La Commission pouvait prendre en considération le rapport de l'enquêteur, les autres données de base qu'elle jugeait nécessaires ainsi que les arguments des parties. Elle était alors tenue de rendre sa propre décision en se fondant sur ces renseignements, ce qu'elle a fait [à la page 902][42].

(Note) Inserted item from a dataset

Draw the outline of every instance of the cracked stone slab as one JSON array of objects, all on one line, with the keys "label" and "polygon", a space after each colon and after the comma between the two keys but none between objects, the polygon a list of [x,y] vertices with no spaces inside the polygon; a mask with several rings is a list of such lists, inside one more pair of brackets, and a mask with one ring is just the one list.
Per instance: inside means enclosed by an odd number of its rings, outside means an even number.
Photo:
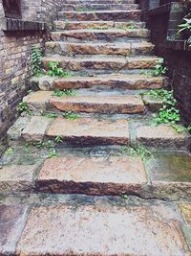
[{"label": "cracked stone slab", "polygon": [[49,105],[61,111],[87,113],[142,113],[144,104],[135,95],[76,95],[74,97],[52,97]]},{"label": "cracked stone slab", "polygon": [[22,256],[190,255],[180,223],[168,217],[167,207],[160,212],[157,206],[107,204],[32,208],[16,253]]},{"label": "cracked stone slab", "polygon": [[144,75],[110,75],[96,77],[74,77],[57,79],[54,86],[58,89],[65,88],[90,88],[95,85],[104,84],[112,88],[124,89],[157,89],[163,85],[163,78],[153,78]]},{"label": "cracked stone slab", "polygon": [[44,116],[33,116],[30,124],[23,129],[21,136],[27,141],[41,141],[52,120]]},{"label": "cracked stone slab", "polygon": [[130,156],[54,157],[45,161],[37,179],[41,192],[98,196],[138,193],[146,182],[141,159]]},{"label": "cracked stone slab", "polygon": [[128,122],[78,118],[56,118],[46,132],[48,137],[61,136],[65,142],[79,145],[124,145],[129,142]]},{"label": "cracked stone slab", "polygon": [[31,192],[35,187],[37,165],[11,165],[0,169],[0,193]]},{"label": "cracked stone slab", "polygon": [[179,133],[168,125],[139,126],[136,132],[138,143],[153,148],[181,150],[187,149],[190,145],[190,137],[187,133]]},{"label": "cracked stone slab", "polygon": [[0,254],[13,255],[27,218],[27,206],[0,205]]}]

[notes en bas de page omises].
Dans l'arrêt Miller c. Canada (Commission canadienne des droits de la personne) (re Goldberg), le juge Dubé a passé en revue les décisions dans lesquelles l'obligation d'équité procédurale de la Commission a été explicitée et a énoncé la norme d'examen à appliquer aux décisions de la Commission[43]. Voici comment le juge Dubé s'est exprimé :
Les principes de l'arrêt SEPQA ont été suivis et développés dans plusieurs décisions de la Cour fédérale3. Selon ces décisions, le principe de l'équité procédurale exige que la Commission se fonde sur des éléments valables et objectifs pour déterminer si la preuve justifie la constitution d'un Tribunal. Les enquêtes que l'enquêteur mène avant la décision doivent respecter au moins deux conditions : la neutralité et l'exhaustivité. En d'autres termes, l'enquête doit être menée de façon qu'elle ne puisse être décrite comme une enquête empreinte de partialité ou d'iniquité et elle doit être exhaustive, c'est-à-dire qu'elle doit tenir compte des différents intérêts des parties concernées. L'enquêteur n'est pas tenu d'interroger chaque personne que proposent les parties. Il n'est pas tenu non plus, dans son rapport, de commenter chacun des incidents de discrimination reprochés, surtout lorsque les parties ont la possibilité de combler les lacunes dans leurs réponses3.
______________________
3Slattery c. Canada (CCDP, [1994] 2 C.F. 574; Boahene-Agbo c. Canada (CCDP), T‑101-94, 31 octobre 1994; Jennings c. Canada (Ministre de la Santé), T‑1235‑94, 13 juin 1995; Robinson c. Canada (CCDP) (Re : Monnaie royale du Canada), T‑3038‑93, 10 janvier 1995, et Tan c. Société canadienne des postes, T‑1355‑93, 14 juin 1995.
B)La norme d'examen
Il appert clairement de la jurisprudence4 que les tribunaux judiciaires ne devraient pas intervenir lorsqu'une autorité légale a exercé son pouvoir discrétionnaire au simple motif qu'ils se seraient peut-être prononcés différemment s'ils avaient été saisis de la même preuve. Cette réticence est fondée en grande partie sur le principe selon lequel, en raison de leur formation, de leur expérience, de leurs connaissances et de leur compétence spécialisée, ces autorités sont plus en mesure que les tribunaux judiciaires d'exercer ces pouvoirs. Lorsqu'un pouvoir discrétionnaire d'origine législative a été exercé de bonne foi et que la décision ne repose pas sur des facteurs qui ne sont pas pertinents ou qui sont extérieurs par rapport à l'objet de la loi en question, les tribunaux judiciaires ne devraient pas intervenir. Ils pourront cependant le faire lorsque le pouvoir discrétionnaire a été exercé d'une façon discriminatoire, inéquitable, futile ou déraisonnable.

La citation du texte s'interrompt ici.